Soon after the Marawi siege crisis broke out in May 2017, UNFPA started assisting the establishment of WFSs in the affected areas.  To date, four WFSs out of these are still operating across Marawi City and the neighboring municipalities of Marantao and Piagapo in Lanao Del Sur, with 60 facilitators organizing information sessions inside these WFSs and also in surrounding communities. Aside from women and girls, men and boys are also invited to the sessions, so that they can also learn how to respectfully treat their wives,  mothers, daughters, sisters and other women and girls in their community.
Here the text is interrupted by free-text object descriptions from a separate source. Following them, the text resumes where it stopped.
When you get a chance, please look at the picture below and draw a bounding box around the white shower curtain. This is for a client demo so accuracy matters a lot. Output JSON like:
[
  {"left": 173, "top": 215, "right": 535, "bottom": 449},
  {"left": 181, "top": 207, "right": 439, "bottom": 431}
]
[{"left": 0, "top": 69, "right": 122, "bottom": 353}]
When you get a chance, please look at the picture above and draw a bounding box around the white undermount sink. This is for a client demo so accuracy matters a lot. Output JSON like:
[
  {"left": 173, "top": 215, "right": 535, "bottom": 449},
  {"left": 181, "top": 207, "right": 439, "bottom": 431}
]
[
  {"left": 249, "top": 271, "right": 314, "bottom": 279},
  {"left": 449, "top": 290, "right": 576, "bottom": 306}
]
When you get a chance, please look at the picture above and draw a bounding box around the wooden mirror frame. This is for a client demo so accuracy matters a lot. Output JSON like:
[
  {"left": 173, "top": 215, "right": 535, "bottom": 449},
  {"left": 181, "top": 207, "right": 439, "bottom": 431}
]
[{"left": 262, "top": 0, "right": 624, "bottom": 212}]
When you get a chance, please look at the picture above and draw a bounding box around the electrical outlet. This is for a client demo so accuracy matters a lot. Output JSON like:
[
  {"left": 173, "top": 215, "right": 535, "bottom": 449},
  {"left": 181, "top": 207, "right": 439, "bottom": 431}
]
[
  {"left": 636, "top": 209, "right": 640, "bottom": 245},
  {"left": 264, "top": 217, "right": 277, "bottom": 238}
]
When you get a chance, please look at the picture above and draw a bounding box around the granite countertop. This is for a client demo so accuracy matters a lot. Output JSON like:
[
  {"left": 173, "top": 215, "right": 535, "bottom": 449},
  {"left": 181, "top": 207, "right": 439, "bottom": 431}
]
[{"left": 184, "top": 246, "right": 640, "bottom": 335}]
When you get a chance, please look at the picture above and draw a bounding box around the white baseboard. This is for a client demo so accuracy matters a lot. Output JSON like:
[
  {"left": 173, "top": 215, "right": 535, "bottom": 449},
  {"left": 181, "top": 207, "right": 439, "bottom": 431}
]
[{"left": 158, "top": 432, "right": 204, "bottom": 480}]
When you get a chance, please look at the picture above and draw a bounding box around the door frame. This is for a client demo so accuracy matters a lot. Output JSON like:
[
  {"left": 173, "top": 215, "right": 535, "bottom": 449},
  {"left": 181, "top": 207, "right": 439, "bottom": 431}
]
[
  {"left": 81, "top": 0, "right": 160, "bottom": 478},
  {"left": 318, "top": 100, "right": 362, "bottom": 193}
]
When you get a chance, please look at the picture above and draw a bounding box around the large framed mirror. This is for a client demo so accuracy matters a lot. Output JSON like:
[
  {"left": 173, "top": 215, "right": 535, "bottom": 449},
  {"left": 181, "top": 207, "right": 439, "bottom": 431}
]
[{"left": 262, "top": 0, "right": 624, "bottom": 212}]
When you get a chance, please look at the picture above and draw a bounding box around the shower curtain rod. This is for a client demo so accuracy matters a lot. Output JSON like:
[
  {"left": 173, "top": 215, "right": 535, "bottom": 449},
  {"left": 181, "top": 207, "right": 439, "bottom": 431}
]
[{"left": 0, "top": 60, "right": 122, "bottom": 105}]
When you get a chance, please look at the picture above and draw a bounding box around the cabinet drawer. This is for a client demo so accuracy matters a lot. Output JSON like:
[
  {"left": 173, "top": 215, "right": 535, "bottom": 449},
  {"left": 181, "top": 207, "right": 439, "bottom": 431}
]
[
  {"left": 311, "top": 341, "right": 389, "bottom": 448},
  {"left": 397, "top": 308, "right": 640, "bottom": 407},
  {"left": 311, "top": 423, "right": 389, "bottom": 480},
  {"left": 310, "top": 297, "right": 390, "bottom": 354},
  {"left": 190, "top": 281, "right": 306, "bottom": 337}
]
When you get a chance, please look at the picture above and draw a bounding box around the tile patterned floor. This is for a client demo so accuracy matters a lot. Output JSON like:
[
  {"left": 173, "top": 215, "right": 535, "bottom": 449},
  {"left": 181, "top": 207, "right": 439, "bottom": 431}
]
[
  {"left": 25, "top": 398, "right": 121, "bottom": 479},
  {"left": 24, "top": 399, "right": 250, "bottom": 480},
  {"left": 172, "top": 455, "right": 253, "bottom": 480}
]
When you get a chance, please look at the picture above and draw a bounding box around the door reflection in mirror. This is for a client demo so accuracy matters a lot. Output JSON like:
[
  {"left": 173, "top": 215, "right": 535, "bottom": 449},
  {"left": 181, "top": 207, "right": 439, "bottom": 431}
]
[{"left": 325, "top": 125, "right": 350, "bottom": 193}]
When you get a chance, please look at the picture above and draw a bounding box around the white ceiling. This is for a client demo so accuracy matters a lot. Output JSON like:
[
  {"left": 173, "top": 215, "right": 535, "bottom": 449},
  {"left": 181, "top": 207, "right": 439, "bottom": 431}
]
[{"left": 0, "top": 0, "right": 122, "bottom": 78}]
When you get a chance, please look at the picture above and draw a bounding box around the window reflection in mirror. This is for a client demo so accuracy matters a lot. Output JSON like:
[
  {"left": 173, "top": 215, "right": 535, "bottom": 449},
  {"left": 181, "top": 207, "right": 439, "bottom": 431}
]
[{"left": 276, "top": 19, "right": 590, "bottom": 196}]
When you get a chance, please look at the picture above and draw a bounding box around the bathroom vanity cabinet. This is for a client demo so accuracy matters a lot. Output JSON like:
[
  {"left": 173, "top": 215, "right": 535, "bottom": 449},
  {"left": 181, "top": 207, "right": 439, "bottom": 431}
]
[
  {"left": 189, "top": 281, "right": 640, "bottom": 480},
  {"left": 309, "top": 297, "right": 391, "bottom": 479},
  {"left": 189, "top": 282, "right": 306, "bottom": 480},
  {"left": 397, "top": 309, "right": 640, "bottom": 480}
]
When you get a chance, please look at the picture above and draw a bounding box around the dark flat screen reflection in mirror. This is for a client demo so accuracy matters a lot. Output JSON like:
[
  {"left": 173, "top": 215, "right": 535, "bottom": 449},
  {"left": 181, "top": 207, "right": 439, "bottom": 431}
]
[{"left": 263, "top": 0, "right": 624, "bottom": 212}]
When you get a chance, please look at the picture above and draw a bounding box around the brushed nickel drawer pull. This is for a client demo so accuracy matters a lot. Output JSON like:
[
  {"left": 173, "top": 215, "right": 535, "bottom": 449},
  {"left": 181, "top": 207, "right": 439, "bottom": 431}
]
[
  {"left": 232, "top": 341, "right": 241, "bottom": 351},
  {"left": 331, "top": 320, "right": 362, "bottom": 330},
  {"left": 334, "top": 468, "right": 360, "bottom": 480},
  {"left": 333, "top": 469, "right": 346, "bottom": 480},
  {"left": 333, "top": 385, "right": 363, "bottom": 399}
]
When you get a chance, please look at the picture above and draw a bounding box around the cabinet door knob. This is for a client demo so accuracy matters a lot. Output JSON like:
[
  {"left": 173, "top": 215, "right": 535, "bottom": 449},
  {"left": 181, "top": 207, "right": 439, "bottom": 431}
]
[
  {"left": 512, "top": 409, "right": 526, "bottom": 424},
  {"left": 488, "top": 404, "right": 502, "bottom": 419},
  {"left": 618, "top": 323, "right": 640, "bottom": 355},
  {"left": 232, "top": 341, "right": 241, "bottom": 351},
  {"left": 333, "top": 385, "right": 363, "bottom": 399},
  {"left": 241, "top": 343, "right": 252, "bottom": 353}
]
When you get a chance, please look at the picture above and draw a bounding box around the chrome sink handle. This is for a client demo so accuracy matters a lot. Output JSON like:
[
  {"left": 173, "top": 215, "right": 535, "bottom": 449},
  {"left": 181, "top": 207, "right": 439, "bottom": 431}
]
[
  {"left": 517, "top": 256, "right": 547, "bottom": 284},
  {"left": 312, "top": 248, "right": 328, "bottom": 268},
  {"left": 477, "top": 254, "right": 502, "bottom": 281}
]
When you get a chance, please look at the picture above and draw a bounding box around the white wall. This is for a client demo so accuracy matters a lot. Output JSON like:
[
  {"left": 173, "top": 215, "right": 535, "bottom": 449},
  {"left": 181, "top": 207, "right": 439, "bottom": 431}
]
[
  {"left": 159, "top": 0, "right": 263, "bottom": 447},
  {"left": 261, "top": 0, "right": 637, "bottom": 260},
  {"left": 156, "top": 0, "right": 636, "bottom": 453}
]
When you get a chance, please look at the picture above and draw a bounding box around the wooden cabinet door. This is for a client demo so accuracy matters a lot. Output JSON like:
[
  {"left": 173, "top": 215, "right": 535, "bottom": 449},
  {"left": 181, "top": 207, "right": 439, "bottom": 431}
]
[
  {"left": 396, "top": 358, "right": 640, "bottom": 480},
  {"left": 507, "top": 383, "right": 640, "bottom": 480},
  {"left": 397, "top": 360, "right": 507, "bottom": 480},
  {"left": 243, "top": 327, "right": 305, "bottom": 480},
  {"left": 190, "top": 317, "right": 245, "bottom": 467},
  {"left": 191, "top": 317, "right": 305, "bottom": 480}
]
“In the quest for equality, it is not enough if we just try to empower women to speak up and protect themselves.  Those men around them need to be the supporter and champion for gender equality as well,” said Santos of UNFPA. 

Personal struggles


UNFPA facilitators at a women-friendly space in Barangay Sagonsongan
Marawi City. © UNFPA Philippines

As many as 360,000 people became IDPs because of the siege.  Hearing the experiences of many of them  as a WFS Facilitator was “bittersweet” for Comadug. While she was able to help her fellow people cope with their struggles, she was occasionally reminded of her own.

When the crisis struck Marawi City, Comadug was a volunteer teacher at her alma mater, Senator Ninoy Aquino College Foundation.  It was her colleagues that broke the news to her -- Brgy. Marinaut, where her parents lived, was about to become Ground Zero of the Marawi siege.

“I wanted to go home right then, but our school principal did not want us to risk our safety and security,” said Comadug.   Her father, a former military man, chose to stay and guard their home.  Comadug was praying for their safety, while she was waiting for the time for evacuation.  When she left the school the next day, 24 May 2017, and returned to see him, her father had already succumbed to the crossfire.

“We all felt guilty that we left our father there. We were not even able to bury him properly -- all we could do was bury him under our kitchen floor,” she said. “I wish I had been able to convince him to flee, that I had been able to hug him before I last saw him and tell him that we loved him.”

Not willing to give up on her dreams, Comadug continued volunteer teaching, and passed Licensure Examination for Teachers (LET). In between, she needed something to do to take her mind off of her family’s losses, which has led her to where she is today.

“I’m glad that the ‘Women Friendly Space’ is helping Comadug get through struggles and pain. I, too, am learning more about the rights of women and children, and I use this information when someone approaches me to ask for advice,” said her mother, Subaida, a respected community leader in their area. 

A teacher learns

Besides having the chance to help women like herself recover from the impact of the armed conflict, what Comadug values the most about WFS is finding someone she can open up to and share the burden of tragic memories.

“At first I found it hard to socialize given what I went through, but when I found out everyone of us [WFS facilitators] no longer had fathers, we hit it off,” she said.

Furthermore, Comadug learned the importance of being the “someone” whom her fellow people can rely on, even just by listening.

“I learned that there are people out there, especially after they go through difficulty and crisis, who just need a tap on the shoulder and to be told ‘It’s okay, you can get through this, we are here for you,’” Comadug said. “Even if you just tell them these words, they would not lose hope.” 

Despite a bit of a detour, Comadug was able to put her teaching skills to use, and continues to do so in hopes of preventing more tragedies and losses like the one she suffered.

“After two years and a half since the crisis hit my home city, when I see my fellow people suffer from problems, I feel their pain as my own pain. And now I am confident that I can be of their help, because I’m now more educated about the rights of women and children,” she concluded.